A couple years later our church promoted having small group meetings in individual homes. My husband, Ray, and I signed up to host a group, thinking no one would probably come to our home because we lived quite a distance from the church. To our surprise, two families signed up. A friend of ours wanted to bring her husband, who was not a church member. We were excited about that and decided to show videos by Lee Venden on how to have a relationship with Jesus. Because we were encouraged to invite non-members to this group, I gathered my courage and asked Becky and Paul Reems, our neighbors, to attend. To my surprise, they seemed eager to come. I invited another neighbor family, and they, too, accepted my invitation.
With much prayer we began to study the simple Bible truth of getting to know Jesus on a personal level. Soon Becky and Paul wanted to include their close friends. Our group grew from six to 12 for a period of time. When our video presentations ended, we all decided to pick a book of the Bible and read through it verse by verse, commenting on the passages. This way we were not perceived as “pushing our religion on anyone.”
This group has continued now for three years, and we are enjoying a tremendous blessing. Week by week we watch spiritual growth in those who have made no commitment to Jesus and His church. When we study the Bible with secular people, it becomes easy to discern their spiritual walk and maturity. Some have previously given their lives to Jesus and others have not. Most have not yet come to know the full truth, but they are learning, step by step.

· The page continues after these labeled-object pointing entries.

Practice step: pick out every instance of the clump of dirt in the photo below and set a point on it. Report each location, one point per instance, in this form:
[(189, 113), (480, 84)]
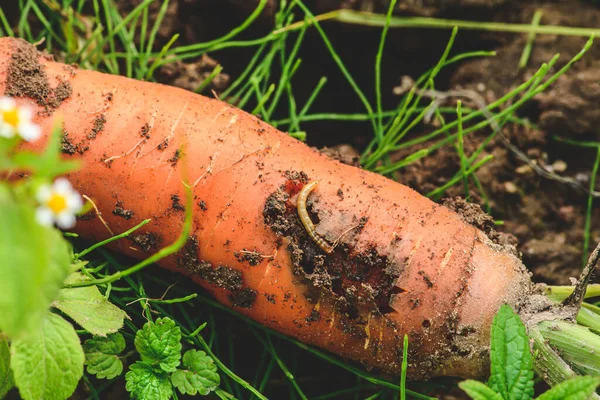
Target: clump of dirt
[(173, 160), (119, 211), (253, 258), (359, 280), (176, 203), (97, 127), (472, 214), (344, 153), (243, 298), (145, 131), (147, 241), (190, 75), (221, 276), (67, 146), (163, 145), (26, 77)]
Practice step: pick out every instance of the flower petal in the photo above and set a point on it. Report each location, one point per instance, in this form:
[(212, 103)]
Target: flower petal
[(44, 216), (6, 130), (7, 103), (44, 193)]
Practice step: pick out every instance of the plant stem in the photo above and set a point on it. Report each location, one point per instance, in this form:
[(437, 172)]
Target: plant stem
[(576, 298)]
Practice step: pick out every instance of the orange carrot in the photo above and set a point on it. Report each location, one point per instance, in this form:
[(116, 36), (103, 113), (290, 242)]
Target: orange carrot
[(399, 263)]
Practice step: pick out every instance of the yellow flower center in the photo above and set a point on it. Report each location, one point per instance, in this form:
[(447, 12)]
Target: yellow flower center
[(57, 203), (11, 117)]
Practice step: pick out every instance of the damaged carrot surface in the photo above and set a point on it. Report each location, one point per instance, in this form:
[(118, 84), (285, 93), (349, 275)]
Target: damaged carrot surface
[(401, 263)]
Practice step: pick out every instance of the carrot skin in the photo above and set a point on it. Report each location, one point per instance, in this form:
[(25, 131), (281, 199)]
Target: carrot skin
[(403, 264)]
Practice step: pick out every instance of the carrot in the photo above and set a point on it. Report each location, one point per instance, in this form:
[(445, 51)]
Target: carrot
[(350, 265)]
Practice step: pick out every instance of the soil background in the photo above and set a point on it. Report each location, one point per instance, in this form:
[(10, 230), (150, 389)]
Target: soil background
[(546, 217), (542, 217)]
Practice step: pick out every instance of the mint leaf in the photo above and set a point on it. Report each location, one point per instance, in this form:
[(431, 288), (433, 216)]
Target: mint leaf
[(159, 344), (199, 376), (577, 388), (479, 391), (101, 356), (512, 371), (48, 364), (6, 378), (143, 382), (35, 262), (89, 308)]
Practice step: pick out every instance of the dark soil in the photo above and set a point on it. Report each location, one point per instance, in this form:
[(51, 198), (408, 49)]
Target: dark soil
[(27, 78)]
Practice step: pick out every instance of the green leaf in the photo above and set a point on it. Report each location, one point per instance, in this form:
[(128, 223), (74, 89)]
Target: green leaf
[(48, 164), (102, 356), (159, 344), (577, 388), (49, 363), (479, 391), (89, 308), (143, 382), (199, 376), (35, 262), (6, 377), (511, 372)]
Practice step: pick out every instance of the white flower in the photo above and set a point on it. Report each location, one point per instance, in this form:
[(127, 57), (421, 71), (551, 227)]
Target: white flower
[(59, 203), (15, 120)]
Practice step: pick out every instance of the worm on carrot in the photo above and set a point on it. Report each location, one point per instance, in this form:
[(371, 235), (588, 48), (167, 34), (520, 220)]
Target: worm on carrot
[(305, 218)]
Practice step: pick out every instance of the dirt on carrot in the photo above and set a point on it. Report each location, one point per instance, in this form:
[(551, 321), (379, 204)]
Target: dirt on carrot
[(27, 78), (120, 211)]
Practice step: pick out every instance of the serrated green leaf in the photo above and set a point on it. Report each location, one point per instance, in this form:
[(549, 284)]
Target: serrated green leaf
[(6, 377), (48, 364), (159, 344), (47, 164), (35, 262), (89, 308), (144, 382), (577, 388), (102, 356), (479, 391), (199, 376), (511, 360)]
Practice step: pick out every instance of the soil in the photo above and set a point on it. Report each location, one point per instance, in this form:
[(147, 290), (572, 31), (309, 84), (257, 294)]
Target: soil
[(27, 78)]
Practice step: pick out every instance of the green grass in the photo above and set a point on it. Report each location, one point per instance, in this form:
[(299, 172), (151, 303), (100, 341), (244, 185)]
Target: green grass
[(98, 37)]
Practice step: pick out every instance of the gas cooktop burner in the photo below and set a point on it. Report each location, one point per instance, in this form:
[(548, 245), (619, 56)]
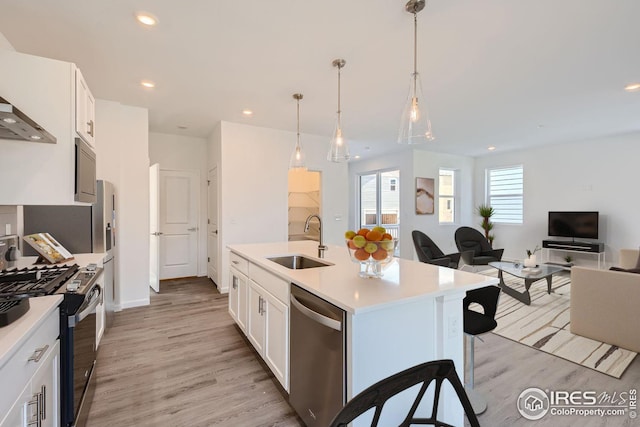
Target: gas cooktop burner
[(34, 281)]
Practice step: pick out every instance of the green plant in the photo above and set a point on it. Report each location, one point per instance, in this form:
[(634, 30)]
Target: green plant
[(530, 252), (486, 212)]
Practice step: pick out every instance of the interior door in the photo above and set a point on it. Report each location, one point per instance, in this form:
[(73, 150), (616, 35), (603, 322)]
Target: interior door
[(154, 227), (179, 201), (212, 226)]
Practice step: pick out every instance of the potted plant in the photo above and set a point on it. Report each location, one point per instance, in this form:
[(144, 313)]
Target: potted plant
[(530, 261), (486, 212)]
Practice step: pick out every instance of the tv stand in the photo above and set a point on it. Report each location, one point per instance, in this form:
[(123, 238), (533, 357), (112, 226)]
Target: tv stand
[(595, 248)]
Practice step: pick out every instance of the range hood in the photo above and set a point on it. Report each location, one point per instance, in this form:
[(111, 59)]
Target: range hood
[(14, 124)]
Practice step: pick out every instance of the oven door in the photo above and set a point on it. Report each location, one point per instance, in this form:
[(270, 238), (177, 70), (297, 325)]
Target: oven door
[(82, 327)]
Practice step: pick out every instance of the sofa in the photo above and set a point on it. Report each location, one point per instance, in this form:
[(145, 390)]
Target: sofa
[(605, 304)]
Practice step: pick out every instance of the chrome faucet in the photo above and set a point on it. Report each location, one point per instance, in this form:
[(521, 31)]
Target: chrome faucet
[(321, 246)]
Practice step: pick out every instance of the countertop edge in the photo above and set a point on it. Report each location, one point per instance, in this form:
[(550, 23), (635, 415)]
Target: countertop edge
[(17, 333)]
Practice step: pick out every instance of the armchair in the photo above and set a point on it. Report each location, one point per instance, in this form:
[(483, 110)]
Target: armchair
[(475, 248), (430, 253)]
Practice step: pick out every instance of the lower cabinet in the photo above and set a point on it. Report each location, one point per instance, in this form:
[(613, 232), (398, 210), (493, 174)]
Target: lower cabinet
[(268, 330), (38, 403), (238, 298), (259, 304)]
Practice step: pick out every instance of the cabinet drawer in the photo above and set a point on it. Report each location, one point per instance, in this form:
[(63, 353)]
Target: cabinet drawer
[(275, 285), (19, 369), (241, 264)]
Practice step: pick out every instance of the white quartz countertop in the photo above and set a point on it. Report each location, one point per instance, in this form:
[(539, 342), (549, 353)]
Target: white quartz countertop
[(80, 259), (16, 333), (403, 281)]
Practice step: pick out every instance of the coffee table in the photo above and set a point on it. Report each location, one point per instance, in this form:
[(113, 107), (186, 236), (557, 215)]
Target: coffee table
[(530, 276)]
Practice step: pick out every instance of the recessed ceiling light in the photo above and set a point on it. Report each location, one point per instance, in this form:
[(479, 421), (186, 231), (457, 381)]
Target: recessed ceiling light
[(632, 87), (146, 19)]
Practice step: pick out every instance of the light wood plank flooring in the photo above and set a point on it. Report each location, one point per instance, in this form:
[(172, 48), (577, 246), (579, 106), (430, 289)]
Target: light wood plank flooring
[(182, 362)]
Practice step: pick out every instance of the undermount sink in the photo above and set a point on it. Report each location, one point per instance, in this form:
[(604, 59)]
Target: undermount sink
[(298, 262)]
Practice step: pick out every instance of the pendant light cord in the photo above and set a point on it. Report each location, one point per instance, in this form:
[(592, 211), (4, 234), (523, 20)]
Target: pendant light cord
[(415, 52)]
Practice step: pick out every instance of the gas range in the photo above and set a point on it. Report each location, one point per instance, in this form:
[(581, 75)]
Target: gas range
[(18, 285)]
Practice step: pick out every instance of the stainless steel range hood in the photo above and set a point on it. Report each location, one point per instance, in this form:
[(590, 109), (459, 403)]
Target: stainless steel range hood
[(14, 124)]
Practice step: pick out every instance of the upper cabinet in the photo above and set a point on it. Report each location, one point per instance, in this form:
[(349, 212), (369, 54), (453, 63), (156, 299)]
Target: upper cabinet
[(85, 110), (46, 90)]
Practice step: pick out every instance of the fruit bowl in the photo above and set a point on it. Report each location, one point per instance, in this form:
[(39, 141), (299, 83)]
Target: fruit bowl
[(372, 255)]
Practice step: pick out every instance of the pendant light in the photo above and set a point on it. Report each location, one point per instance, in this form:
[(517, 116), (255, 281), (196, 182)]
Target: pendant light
[(415, 126), (297, 161), (339, 149)]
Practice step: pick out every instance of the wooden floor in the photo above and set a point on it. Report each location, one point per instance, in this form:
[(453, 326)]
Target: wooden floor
[(182, 362)]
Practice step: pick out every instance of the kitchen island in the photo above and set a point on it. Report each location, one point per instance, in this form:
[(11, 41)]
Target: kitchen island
[(411, 315)]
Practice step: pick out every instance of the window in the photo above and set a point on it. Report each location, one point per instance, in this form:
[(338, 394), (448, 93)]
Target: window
[(447, 196), (505, 191), (380, 200)]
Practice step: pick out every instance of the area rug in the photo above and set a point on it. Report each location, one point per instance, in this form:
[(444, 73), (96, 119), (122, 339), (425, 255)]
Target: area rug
[(544, 325)]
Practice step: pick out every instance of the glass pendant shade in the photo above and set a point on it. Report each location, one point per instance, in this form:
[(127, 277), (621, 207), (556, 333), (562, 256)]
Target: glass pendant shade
[(297, 161), (339, 149), (415, 126)]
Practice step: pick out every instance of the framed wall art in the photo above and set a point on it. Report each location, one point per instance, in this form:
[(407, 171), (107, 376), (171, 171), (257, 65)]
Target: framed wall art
[(424, 196)]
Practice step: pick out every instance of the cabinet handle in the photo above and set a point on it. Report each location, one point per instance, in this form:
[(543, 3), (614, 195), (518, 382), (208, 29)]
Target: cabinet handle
[(37, 355), (35, 401)]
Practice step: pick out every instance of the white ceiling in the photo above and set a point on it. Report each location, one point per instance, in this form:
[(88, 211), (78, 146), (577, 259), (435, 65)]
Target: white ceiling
[(494, 72)]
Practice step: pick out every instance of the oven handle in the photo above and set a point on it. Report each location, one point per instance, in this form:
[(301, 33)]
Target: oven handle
[(94, 300)]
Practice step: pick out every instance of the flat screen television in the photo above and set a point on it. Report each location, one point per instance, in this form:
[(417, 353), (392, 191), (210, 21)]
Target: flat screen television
[(581, 225)]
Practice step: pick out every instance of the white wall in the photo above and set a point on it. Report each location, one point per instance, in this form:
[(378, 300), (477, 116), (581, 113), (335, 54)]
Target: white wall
[(254, 181), (176, 152), (425, 164), (590, 175), (122, 150)]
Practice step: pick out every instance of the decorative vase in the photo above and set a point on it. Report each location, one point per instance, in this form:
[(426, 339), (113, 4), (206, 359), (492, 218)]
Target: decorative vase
[(531, 261)]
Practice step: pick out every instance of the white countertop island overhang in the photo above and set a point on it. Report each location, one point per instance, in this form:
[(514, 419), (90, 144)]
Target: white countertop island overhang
[(413, 314)]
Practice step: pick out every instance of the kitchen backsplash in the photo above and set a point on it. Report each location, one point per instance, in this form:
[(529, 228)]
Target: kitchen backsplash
[(8, 220)]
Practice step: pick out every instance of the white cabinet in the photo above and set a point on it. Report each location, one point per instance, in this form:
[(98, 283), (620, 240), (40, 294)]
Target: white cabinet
[(33, 373), (268, 321), (238, 289), (45, 90), (85, 111), (259, 303)]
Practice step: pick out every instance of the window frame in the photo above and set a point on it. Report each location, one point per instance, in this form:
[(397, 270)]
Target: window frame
[(499, 215), (454, 198)]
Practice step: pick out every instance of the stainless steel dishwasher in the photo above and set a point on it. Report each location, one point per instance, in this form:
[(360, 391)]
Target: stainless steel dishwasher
[(317, 359)]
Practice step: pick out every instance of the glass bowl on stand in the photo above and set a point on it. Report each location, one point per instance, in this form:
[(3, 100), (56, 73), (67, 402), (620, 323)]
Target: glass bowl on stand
[(373, 257)]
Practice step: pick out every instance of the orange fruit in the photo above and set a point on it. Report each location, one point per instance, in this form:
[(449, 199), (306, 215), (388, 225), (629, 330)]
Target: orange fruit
[(380, 254), (361, 254), (374, 236)]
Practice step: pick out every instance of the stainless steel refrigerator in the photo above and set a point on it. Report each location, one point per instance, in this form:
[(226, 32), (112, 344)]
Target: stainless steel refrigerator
[(82, 229)]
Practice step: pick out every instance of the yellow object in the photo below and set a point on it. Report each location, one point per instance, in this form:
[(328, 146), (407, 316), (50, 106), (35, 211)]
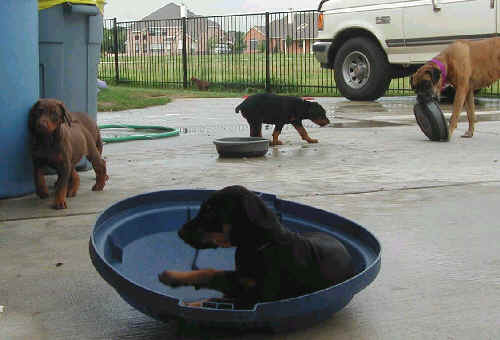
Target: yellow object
[(44, 4)]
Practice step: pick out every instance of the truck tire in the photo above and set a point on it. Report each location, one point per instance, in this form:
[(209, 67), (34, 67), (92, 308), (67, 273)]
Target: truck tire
[(362, 71)]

The Reems asked us recently if they could invite another set of neighbors who live down the street to our weekly studies. In almost every community many people won’t attend a preaching seminar or church service, but they will respond to a personal invitation to your home, or to an act of kindness.
So where does all this group study lead? I asked myself that same question this past winter when our pastor announced an evangelistic series at the church. I wondered if any of our neighbors would respond, as they resist being involved with “one denomination.” However, we decided to give them a flyer anyway and encouraged them to look at the subjects and see if they saw anything they were interested in.
To our complete surprise, Becky and Paul attended nearly every meeting. We made sure to drop off a DVD of the meetings they missed and they watched them in their home. Just this past week they asked our pastor to come to their home and review “The State of the Dead.” You can imagine our delight as we see them moving closer to accepting the truths of the Bible.
Have they started attending church? Occasionally. Did they request baptism? No. We have, however, had the privilege of watching them grow in Christ during the past three years. We know that conversion is a process. We are not discouraged because they have not accepted every doctrine yet. And we shall continue inviting them to church and other events that interest them. We have come to realize that God is in control and in His own time, He will convict them. Our job is just to sow the seed and pray for God’s Holy Spirit to nourish, grow, and bring to harvest.
As we continue our Bible study group, we are learning that conquering our neighborhood for Christ involves witnessing, training, sowing seed, patience, and leaving the baptisms to God!
Madlyn Hamblin, with her husband, Ray, worship at the Jackson, Michigan Seventh-day Adventist Church, the oldest continuously chartered Adventist congregation in the world. This article previously appeared in the Summer 2015 edition of Inside ASI.